Suffolk County and East End legislators on Tuesday broke ground on a $5 million construction project that will redesign a key traffic circle in Riverside to improve vehicle flow and spur economic development in the hamlet.
The improvements at the 80-year-old Riverside traffic circle will expand the current one-lane circle to a two-lane modern roundabout, officials said. As part of the project, the county’s Department of Public Works will install a new storm sewer system to address chronic flooding problems and treat storm water before it goes into the Peconic River.
Flanked by legislators, community leaders and advocates near the traffic circle the intersection of Riverleigh Avenue, Lake Avenue and County Road 104, Suffolk County Executive Steve Bellone called the project an important step toward addressing traffic and water quality issues for Riverside residents.
The traffic circle is used by thousands of daily commuters, particularly in the summer, and serves as a key gateway to communities on the North and South forks. It’s not made to handle that volume of traffic, officials said.
“This is a big project. We’re not just building another road, we’re building toward our future and the future of this community,” said Bellone.
Suffolk County Legis. Bridget Fleming (D-Noyac) said the road improvements were “critical” for the “vitality of this important neighborhood.”
“Everybody’s been waiting for this,” Fleming said.
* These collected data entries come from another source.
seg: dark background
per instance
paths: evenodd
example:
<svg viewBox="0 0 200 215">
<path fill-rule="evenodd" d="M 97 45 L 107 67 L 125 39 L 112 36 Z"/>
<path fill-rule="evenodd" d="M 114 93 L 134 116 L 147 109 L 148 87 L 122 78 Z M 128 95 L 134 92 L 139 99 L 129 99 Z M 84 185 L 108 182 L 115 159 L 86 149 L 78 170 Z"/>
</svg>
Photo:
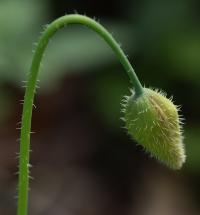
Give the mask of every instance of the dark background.
<svg viewBox="0 0 200 215">
<path fill-rule="evenodd" d="M 141 82 L 182 105 L 187 161 L 172 171 L 126 135 L 127 75 L 107 45 L 69 26 L 48 46 L 31 139 L 31 215 L 200 214 L 200 2 L 0 0 L 0 214 L 16 211 L 26 73 L 43 26 L 66 13 L 96 17 Z"/>
</svg>

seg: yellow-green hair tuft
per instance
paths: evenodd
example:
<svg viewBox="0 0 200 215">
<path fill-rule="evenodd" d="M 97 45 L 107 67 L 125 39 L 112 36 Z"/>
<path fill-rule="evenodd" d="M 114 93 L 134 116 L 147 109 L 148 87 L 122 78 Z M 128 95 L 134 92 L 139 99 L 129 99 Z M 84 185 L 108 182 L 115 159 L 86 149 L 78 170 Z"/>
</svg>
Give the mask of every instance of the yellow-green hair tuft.
<svg viewBox="0 0 200 215">
<path fill-rule="evenodd" d="M 125 126 L 131 137 L 152 156 L 173 169 L 185 162 L 179 107 L 163 92 L 144 88 L 123 100 Z"/>
</svg>

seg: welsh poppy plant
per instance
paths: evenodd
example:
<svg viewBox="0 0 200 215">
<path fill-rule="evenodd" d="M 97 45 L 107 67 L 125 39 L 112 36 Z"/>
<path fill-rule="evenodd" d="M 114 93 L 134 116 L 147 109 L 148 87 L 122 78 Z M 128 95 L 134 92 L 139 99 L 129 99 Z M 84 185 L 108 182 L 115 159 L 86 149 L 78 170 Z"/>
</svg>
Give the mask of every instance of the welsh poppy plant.
<svg viewBox="0 0 200 215">
<path fill-rule="evenodd" d="M 32 107 L 41 60 L 50 38 L 69 24 L 85 25 L 95 31 L 111 47 L 129 76 L 134 91 L 124 104 L 124 120 L 128 133 L 138 144 L 173 169 L 180 169 L 185 161 L 177 107 L 162 93 L 142 87 L 127 56 L 101 24 L 87 16 L 66 15 L 46 26 L 36 46 L 30 67 L 21 122 L 18 215 L 27 215 L 28 212 Z"/>
</svg>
Construction is to start this week, county officials said. The project, which will have eight separate building phases, is scheduled to be completed in December 2018. Construction will take place during the day with normal traffic flow. During the evening, there will be limited lane closures between 10 p.m. to 6 a.m.
Riverside resident Marty Stromsten, 81, called traffic in the area “absolutely insane”, especially during summer. “Hopefully, this will make it so that the traffic will move smoother through the circle,” he said.
Pauline Sandmann, 85, also of Riverside, said the traffic circle improvements went hand-in-hand with the planned revitalization of the hamlet. The Southampton Town Board in December 2015 approved a rezoning plan to revitalize the hamlet, which has has been hit with crime as well as deteriorating homes and buildings for decades. The plan was projected to triple the hamlet’s housing units to 2,267 from 788 while creating 133,517 square feet of retail space and 62,000 square feet of professional and medical offices.
“It’s a necessary thing,” Sandmann said of the roadway improvement, citing traffic through the area getting worse over the years. “We’re looking forward to it. It’s going to be rough driving through here [during the construction], but who cares?”